VictoriaTraces Jaeger API Bug: Incomplete Traces

by Admin 49 views
VictoriaTraces Jaeger API Bug: Incomplete Traces

Hey everyone! Today, we're diving deep into a tricky bug we encountered with the VictoriaTraces Jaeger API. This issue caused incomplete traces to be returned, which can be a real headache when trying to monitor and debug applications. Let's break down what happened, how we reproduced it, and what the impact is.

The Problem: Incomplete Traces

So, what's the deal? We discovered that the Jaeger API /select/jaeger/api/traces/{traceID} in VictoriaTraces was returning incomplete traces. Specifically, it seemed like only spans that ended within approximately 30 to 60 seconds of the trace's start time were being included in the results. Anything beyond that timeframe was MIA. This is a critical issue because it means we're not getting the full picture of what's happening in our applications, especially for long-running operations.

To put it simply, imagine you're trying to watch a movie, but you only get to see the first 30 minutes. You'd miss the climax, the resolution, and all the good stuff in between! Similarly, with incomplete traces, we're missing crucial parts of the application's execution, making it difficult to pinpoint bottlenecks or errors. This makes understanding the entire flow of requests and operations a significant challenge.

The inconsistency between what we expected and what we received was quite alarming. We knew something was amiss when we saw discrepancies in the number of spans returned by different queries. This led us to investigate further and eventually uncover the time-window limitation within the Jaeger API. We need complete traces to effectively monitor and troubleshoot our systems, and this bug was preventing us from doing so.

Evidence: Seeing is Believing

We gathered some solid evidence to back up our claim.

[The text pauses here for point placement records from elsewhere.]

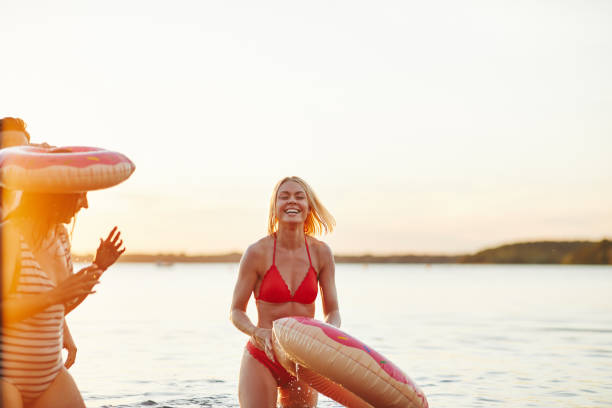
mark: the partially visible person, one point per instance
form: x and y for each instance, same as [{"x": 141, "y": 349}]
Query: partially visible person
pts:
[
  {"x": 13, "y": 132},
  {"x": 38, "y": 290}
]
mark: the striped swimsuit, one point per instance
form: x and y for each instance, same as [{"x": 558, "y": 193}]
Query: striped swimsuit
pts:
[{"x": 32, "y": 348}]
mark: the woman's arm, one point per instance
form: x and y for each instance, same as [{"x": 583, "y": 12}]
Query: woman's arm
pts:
[
  {"x": 69, "y": 345},
  {"x": 245, "y": 284},
  {"x": 327, "y": 281},
  {"x": 16, "y": 309}
]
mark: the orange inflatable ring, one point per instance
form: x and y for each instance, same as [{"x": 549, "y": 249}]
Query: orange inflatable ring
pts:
[
  {"x": 71, "y": 169},
  {"x": 341, "y": 367}
]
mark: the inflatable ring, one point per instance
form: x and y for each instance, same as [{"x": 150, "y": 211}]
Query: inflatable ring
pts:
[
  {"x": 72, "y": 169},
  {"x": 341, "y": 367}
]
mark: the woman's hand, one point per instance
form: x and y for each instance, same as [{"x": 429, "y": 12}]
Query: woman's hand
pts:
[
  {"x": 263, "y": 338},
  {"x": 76, "y": 286},
  {"x": 109, "y": 250},
  {"x": 88, "y": 277}
]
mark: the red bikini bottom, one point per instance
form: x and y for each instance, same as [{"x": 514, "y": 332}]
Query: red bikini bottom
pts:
[{"x": 281, "y": 375}]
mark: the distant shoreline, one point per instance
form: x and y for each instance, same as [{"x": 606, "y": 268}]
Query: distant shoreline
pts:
[{"x": 539, "y": 252}]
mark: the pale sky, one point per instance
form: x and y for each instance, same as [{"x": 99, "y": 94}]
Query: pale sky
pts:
[{"x": 424, "y": 127}]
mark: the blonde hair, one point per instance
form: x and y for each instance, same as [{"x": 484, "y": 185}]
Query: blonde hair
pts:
[{"x": 318, "y": 221}]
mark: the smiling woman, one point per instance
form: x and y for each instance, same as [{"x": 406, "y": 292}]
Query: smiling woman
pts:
[{"x": 283, "y": 271}]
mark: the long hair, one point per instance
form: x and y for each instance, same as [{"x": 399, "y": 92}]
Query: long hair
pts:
[
  {"x": 47, "y": 211},
  {"x": 318, "y": 221}
]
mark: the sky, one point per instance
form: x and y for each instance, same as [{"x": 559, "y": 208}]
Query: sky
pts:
[{"x": 424, "y": 127}]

Take a look at these examples:

  • Production Trace 4e4a1b65edb8143ce2fa90ee1df9601b:
    • LogsQL (VictoriaMetrics' query language) showed 10 spans.
    • The Jaeger API, however, only returned 3 spans.
  • Test Trace (using the attached script):
    • LogsQL: 5 spans
    • Jaeger API: 3 spans

These discrepancies clearly indicated that something was wrong. The Jaeger API was consistently missing spans, especially those occurring later in the trace. This was a major red flag, prompting us to dig deeper and create a reproducible test case.

The fact that the LogsQL query returned the correct number of spans while the Jaeger API did not, highlighted a clear issue within the Jaeger API's handling of trace data. This discrepancy was not just a minor inconvenience; it represented a significant gap in our ability to observe and understand the behavior of our applications. It was essential to reproduce this issue reliably to ensure a proper fix could be implemented.

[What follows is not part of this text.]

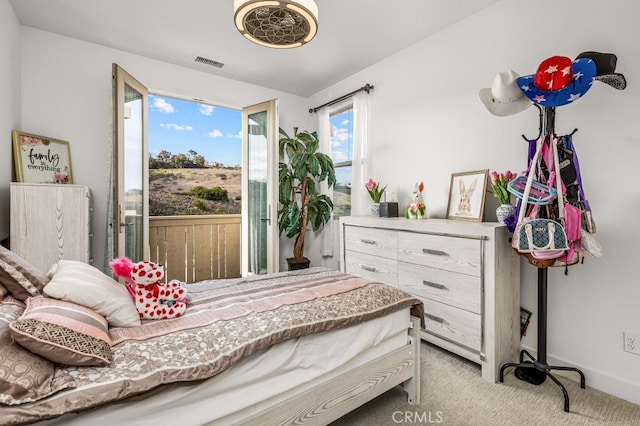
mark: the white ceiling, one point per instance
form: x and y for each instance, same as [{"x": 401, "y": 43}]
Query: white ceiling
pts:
[{"x": 353, "y": 34}]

Reproducing the Bug: Let's Get Our Hands Dirty

To make sure we could consistently reproduce the issue, we created a Python script (reproduce_victoria_traces_bug.py). This script simulates a trace with five spans, spanning over 90 seconds. Here's how you can run it:

pip install requests
python3 reproduce_victoria_traces_bug.py

This script does the following:

  1. Generates a trace with a parent span lasting 90 seconds and four child spans at 20-second intervals.
  2. Sends these spans to VictoriaTraces using the OpenTelemetry (OTLP) protocol.
  3. Queries VictoriaTraces using both LogsQL and the Jaeger API.
  4. Compares the results.

The expected outcome is that both LogsQL and the Jaeger API should return all five spans. However, the actual result showed that LogsQL returned all five spans, while the Jaeger API only returned three. This perfectly demonstrates the bug: the Jaeger API is missing spans from longer traces.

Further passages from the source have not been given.